In the event that the deposit of an amount of Rs.20 lacs as aforesaid is made, it shall be without prejudice to the right of the Applicants to contend that they are entitled to the grant of unconditional leave to defend the suit. In the event that the learned Trial Judge comes to the conclusion that the Applicants are entitled to j unconditional leave to defend, the Applicants would be at liberty to make an application before the Trial court for refund of the amount which has been deposited by them of Rs.20 lacs, in pursuance of the statement which has been made herein above, similarly, in the event of leave being granted to defend the suit subject to deposit of an amount less than Rs.20 lacs, the Applicants would be at liberty to move an application for the refund of the balance amount of Rs.20 lacs. The Respondents would similarly be at liberty to move an application for the withdrawal of the amounts deposited after the application for leave to defend ahs been disposed of and subject to the outcome of the application".

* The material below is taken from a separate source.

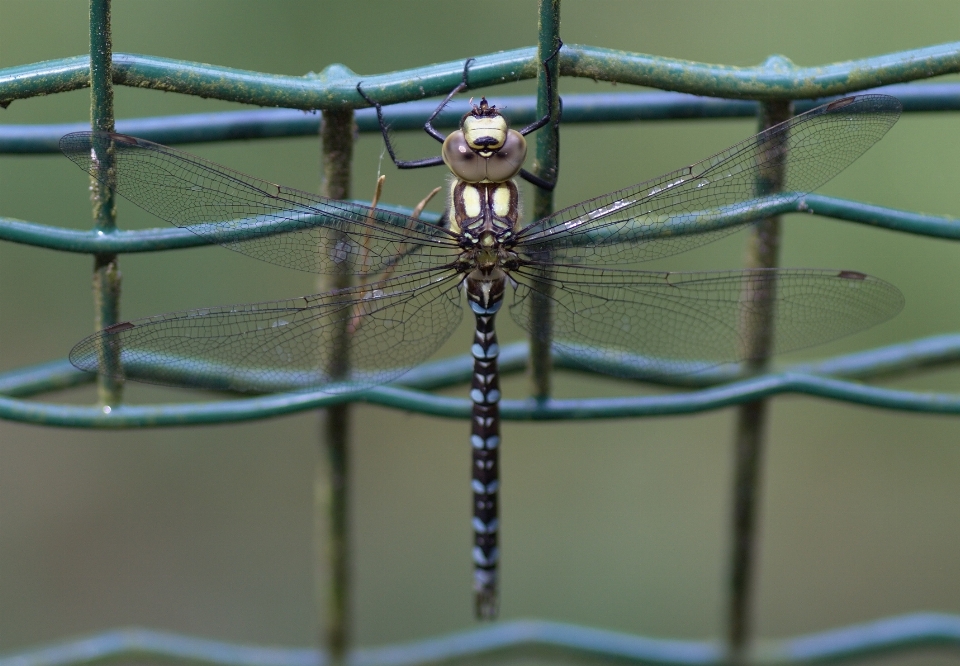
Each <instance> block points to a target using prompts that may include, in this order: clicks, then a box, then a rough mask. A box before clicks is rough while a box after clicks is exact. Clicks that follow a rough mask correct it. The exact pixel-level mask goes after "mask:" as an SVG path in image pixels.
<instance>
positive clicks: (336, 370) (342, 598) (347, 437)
mask: <svg viewBox="0 0 960 666" xmlns="http://www.w3.org/2000/svg"><path fill="white" fill-rule="evenodd" d="M354 131H355V128H354V117H353V110H352V109H326V110H324V111H323V119H322V121H321V125H320V138H321V143H322V153H321V161H322V164H321V168H322V172H323V180H322V182H321V186H320V193H321V194H322V195H323V196H325V197H329V198H331V199H348V198H349V197H350V163H351V161H352V159H353V138H354ZM341 265H342V268H343V270H342V271H340V272H338V273H334V274H333V275H329V276H325V278H322V279H321V280H320V291H321V292H328V291H332V290H334V289H344V288H346V287H349V286H351V278H350V269H351V266H350V265H349V264H348V262H343V263H342V264H341ZM342 323H343V326H341V327H340V328H339V329H338V330H337V331H335V332H334V333H333V334H332V339H331V340H330V344H332V345H333V347H334V349H335V351H334V353H333V354H331V358H332V365H331V367H329V368H325V370H326V371H327V372H328V373H329V374H330V376H331V377H333V378H336V377H338V376H339V377H343V376H346V375H347V374H348V373H349V371H350V368H349V365H348V359H349V347H350V335H349V331H348V328H347V325H348V323H349V317H344V318H343V322H342ZM349 438H350V405H348V404H341V405H336V406H334V407H329V408H327V409H326V410H324V411H323V412H322V414H321V446H322V448H323V451H322V452H321V454H320V455H319V456H318V462H317V469H316V474H315V477H314V507H315V520H316V524H317V527H316V532H315V534H316V545H317V567H318V570H317V599H318V602H319V603H320V604H321V606H322V608H320V609H319V613H318V616H319V617H322V618H324V620H323V622H324V626H323V629H322V630H321V634H322V635H321V636H320V641H321V646H323V645H325V646H326V648H327V651H328V654H329V656H330V662H329V663H331V664H335V665H336V664H342V663H344V661H345V660H346V655H347V650H348V648H349V644H350V611H351V604H350V534H349V525H348V519H349V511H348V508H349V507H348V500H349V484H348V478H349V477H348V473H349V460H350V458H349V453H350V452H349Z"/></svg>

A bare reading of the order shows that the High Court in the earlier occasion took the view, on the consent of parties, that Rs.20,00,000/- was to be deposited and on deposit being made certain follow up action were to be taken. The fact that the High Court wanted the quantum to be pinned at Rs.20,00,000/- and not more than that is clear from the fact that the High Court directed refund in case the trial court on consideration of merits came to conclusion that the amount to be deposited was less than Rs.20,00,000/-. There is no indication that in case the amount was to be more, then the appellant would pay the differential amount.

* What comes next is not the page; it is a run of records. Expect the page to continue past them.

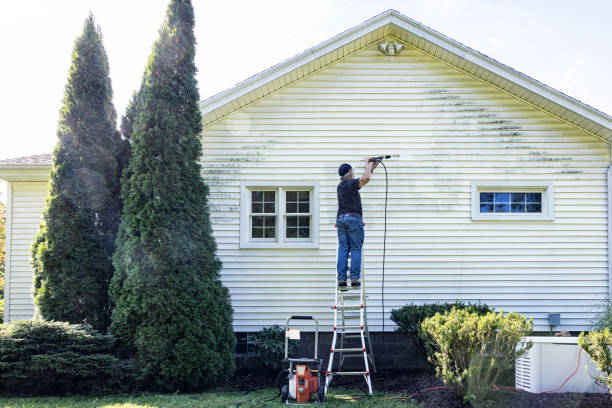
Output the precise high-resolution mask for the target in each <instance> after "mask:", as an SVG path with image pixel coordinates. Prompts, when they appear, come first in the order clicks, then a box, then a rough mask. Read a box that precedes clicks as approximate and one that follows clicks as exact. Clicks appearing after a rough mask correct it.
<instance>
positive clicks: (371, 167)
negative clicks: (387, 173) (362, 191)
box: [359, 157, 378, 188]
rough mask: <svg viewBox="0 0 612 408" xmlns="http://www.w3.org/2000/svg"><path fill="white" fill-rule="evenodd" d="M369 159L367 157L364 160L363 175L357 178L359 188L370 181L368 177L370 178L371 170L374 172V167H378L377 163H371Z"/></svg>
mask: <svg viewBox="0 0 612 408" xmlns="http://www.w3.org/2000/svg"><path fill="white" fill-rule="evenodd" d="M370 159H371V157H368V158H367V159H366V167H365V170H364V171H363V174H362V175H361V177H360V178H359V188H361V187H363V186H365V185H366V184H368V182H369V181H370V177H372V170H374V169H375V168H376V166H378V162H371V161H370Z"/></svg>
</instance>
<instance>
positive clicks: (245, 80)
mask: <svg viewBox="0 0 612 408" xmlns="http://www.w3.org/2000/svg"><path fill="white" fill-rule="evenodd" d="M389 23H392V24H394V25H396V26H397V27H399V28H400V29H403V30H406V31H408V32H410V33H411V34H413V35H415V36H417V37H420V38H423V40H425V41H427V42H430V43H431V44H433V45H436V46H438V47H441V48H442V49H444V50H446V51H448V52H450V53H452V54H455V55H457V56H458V57H459V58H463V59H465V60H466V61H468V62H470V63H472V64H475V65H477V66H479V67H482V68H483V69H485V70H488V71H490V72H491V73H493V74H495V75H497V76H499V77H501V78H503V79H506V80H508V81H510V82H512V83H514V84H516V85H517V86H520V87H522V88H525V89H527V90H528V91H530V92H533V93H534V94H536V95H538V96H540V97H542V98H545V99H547V100H549V101H551V102H553V103H555V104H557V105H559V106H561V107H563V108H566V109H569V110H570V111H572V112H575V113H576V114H578V115H580V116H582V117H584V118H586V119H588V120H590V121H592V122H594V123H596V124H598V125H600V126H603V127H605V128H607V129H610V130H612V117H611V116H609V115H607V114H605V113H603V112H601V111H599V110H597V109H595V108H593V107H591V106H588V105H586V104H584V103H582V102H580V101H578V100H576V99H574V98H572V97H570V96H567V95H565V94H563V93H561V92H559V91H556V90H555V89H553V88H550V87H549V86H546V85H544V84H542V83H540V82H538V81H536V80H535V79H532V78H530V77H528V76H527V75H525V74H522V73H520V72H518V71H516V70H514V69H512V68H510V67H508V66H506V65H504V64H502V63H500V62H498V61H496V60H494V59H492V58H490V57H488V56H486V55H484V54H482V53H480V52H478V51H476V50H473V49H471V48H470V47H468V46H466V45H463V44H461V43H459V42H457V41H455V40H453V39H452V38H449V37H447V36H445V35H443V34H441V33H438V32H437V31H435V30H432V29H430V28H428V27H425V26H424V25H422V24H420V23H419V22H417V21H415V20H412V19H411V18H409V17H407V16H405V15H403V14H401V13H399V12H397V11H395V10H387V11H385V12H384V13H382V14H380V15H378V16H375V17H373V18H371V19H369V20H367V21H365V22H363V23H362V24H360V25H358V26H355V27H353V28H351V29H349V30H347V31H345V32H343V33H341V34H338V35H337V36H335V37H332V38H331V39H329V40H327V41H324V42H322V43H321V44H319V45H317V46H315V47H313V48H310V49H308V50H306V51H304V52H303V53H301V54H298V55H296V56H295V57H293V58H290V59H288V60H286V61H284V62H281V63H280V64H277V65H275V66H273V67H271V68H269V69H267V70H265V71H263V72H261V73H259V74H257V75H255V76H253V77H251V78H249V79H247V80H245V81H243V82H240V83H238V84H236V85H235V86H233V87H232V88H229V89H228V90H226V91H223V92H221V93H219V94H217V95H214V96H212V97H211V98H208V99H206V100H204V101H202V102H201V103H200V108H201V109H202V113H203V114H207V113H209V112H212V111H214V110H216V109H218V108H220V107H222V106H224V105H226V104H228V103H230V102H231V101H233V100H236V99H238V98H240V97H242V96H244V95H246V94H248V93H250V92H252V91H254V90H255V89H257V88H259V87H261V86H262V85H264V84H266V83H268V82H270V81H273V80H274V79H277V78H279V77H281V76H283V75H285V74H287V73H288V72H291V71H292V70H294V69H296V68H298V67H300V66H302V65H305V64H308V63H310V62H312V61H313V60H316V59H317V58H320V57H321V56H323V55H325V54H327V53H328V52H331V51H333V50H335V49H337V48H339V47H341V46H343V45H345V44H348V43H350V42H351V41H353V40H355V39H357V38H360V37H362V36H364V35H367V34H368V33H370V32H372V31H375V30H377V29H379V28H381V27H384V26H385V25H387V24H389Z"/></svg>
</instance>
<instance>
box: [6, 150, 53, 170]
mask: <svg viewBox="0 0 612 408" xmlns="http://www.w3.org/2000/svg"><path fill="white" fill-rule="evenodd" d="M52 160H53V157H52V155H51V153H45V154H35V155H33V156H24V157H16V158H14V159H5V160H0V165H11V164H15V165H28V164H31V165H46V166H50V165H51V162H52ZM2 167H8V166H2Z"/></svg>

The stand of the appellant that the maximum deposit that could have been directed was fixed at Rs.20,00,000/- is on a sound footing. The order of the trial court as well as that of the High Court cannot be maintained. However as an interim measure by order dated 26.9.2005 this Court has stayed the operation of the High Court's order subject to deposit of Rs.20,00,000/-. It is stated that the deposit has already been made. Though we have held the trial Court's order and the High Court's order are not sustainable, the amount deposited pursuant to this Court's order need not be refunded. The trial Court is directed to proceed with the matter and make effort for its expeditious disposal.

Appeal is allowed but without any order as to costs.